I highly recommend this DVD, not because it is a fantastic quality production like the Luther movie, it isn’t, but because it is very encouraging even with the cheesy acting — what comes through very clearly is God’s glory being displayed in life very much dedicated to Him. Wycliffe is an inspiration in his dedication to “sola scriptura”, his love for the scriptures, his desire to see the ignorant taught the truth of God’s word and the poor uplifted and freed from usurious landlords (true religion as James 1:27 puts it), his completely uncompromising stubbornness in holding to the truth, his demands for moral purity in the church, his dangerous assault on the church for its opulent wealth and corruption, his amazing challenge to the doctrine of transubstantiation… One is struck by how he was providentially spared several times (by interventions of John of Gaunt and the Queen) and preserved to conceive of and then complete his great work of translating the bible into the vernacular. Additionally to that his contribution to the Bohemia is also wonderfully highlighted — the students who ardently translated his every word to take back with them to Prague where it sparked such a fire in the heart of Jan Hus.
One of the things that stands out in this history, and comes out in the life of Jan Hus and Martin Luther too is that all of the them had this seemingly naive view that if they could just explain their position from the scriptures then everyone would agree with them. Wycliffe and Hus were not desiring to split with the Roman church, but were desiring to correct and reform from within, as such the though if they were erring then someone could simply point it out from the scriptures and they would certainly recant, and they expected the same from their accusers. Neither got a chance to really dialogue their views, nor was there any great desire to even countenance their views, reasons of politics and expedience trumped any desire for doctrinal purity.

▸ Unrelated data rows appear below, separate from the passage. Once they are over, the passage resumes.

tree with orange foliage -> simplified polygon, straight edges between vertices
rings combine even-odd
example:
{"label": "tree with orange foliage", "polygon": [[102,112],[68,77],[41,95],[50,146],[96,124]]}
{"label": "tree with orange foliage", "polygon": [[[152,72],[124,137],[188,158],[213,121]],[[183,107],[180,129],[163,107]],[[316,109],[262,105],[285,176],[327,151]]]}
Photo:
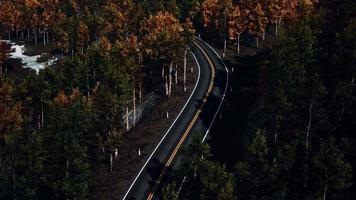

A couple of other things which are interesting is his take on prosperity — he wanted radical poverty for the church. I think he would have knocked a few heads in our day — at least those with opulent churches and fat salaried staff. The other thing was the he would have stood closer to Calvin than to Luther on the sacrament of communion. One gets the impression they would have all loved each other and disagreed (loudly) like brothers, not like enemies. The other was the place the Oxford England had as the centre of learning and study in Europe at the time — another of God’s providences to the bring the people to the scriptures if they scriptures won’t be taken to them. Another funny thing is that many decades later, by decree of the Council of Constance (the one that condemned Hus), his bones were exhumed and burned and thrown into the stream called Swift, where: “This brook conveyed them into Avon, the Avon into the Severn, the Severn into the narrow seas, they into the main ocean; and thus the ashes of Wicliffe were the emblem of his doctrine, which is now dispersed all the world over.” (see the biography by David J. Deane)
From Wycliffe’s translation: “For God louede so the world, that he ȝaf his oon bigetun sone, that ech man that bileueth in him perische not, but haue euerlastynge lijf.” Wonderful stuff! You can read the whole chunks of the bible like this — it takes a bit of time, but if you do it you will notice that is sounds most familiar and not strange to our ears even though it looks quite different. It took about a year to copy his bible out by hand. Another indication of the amazing effectiveness of Gutenberg’s printing press in the later magisterial reformation.
John of Gaunt was the third son of Edward III who started the Hundred Year War with France and the grandson of Edward I (Longshanks, The Hammer of the Scots). John of Gaunt (or Ghent really) was also a patron of Geoffrey Chaucer who was a contemporary of Wycliffe, he was the Duke of Lancaster and his house fought the Yorkists in the War of the Roses.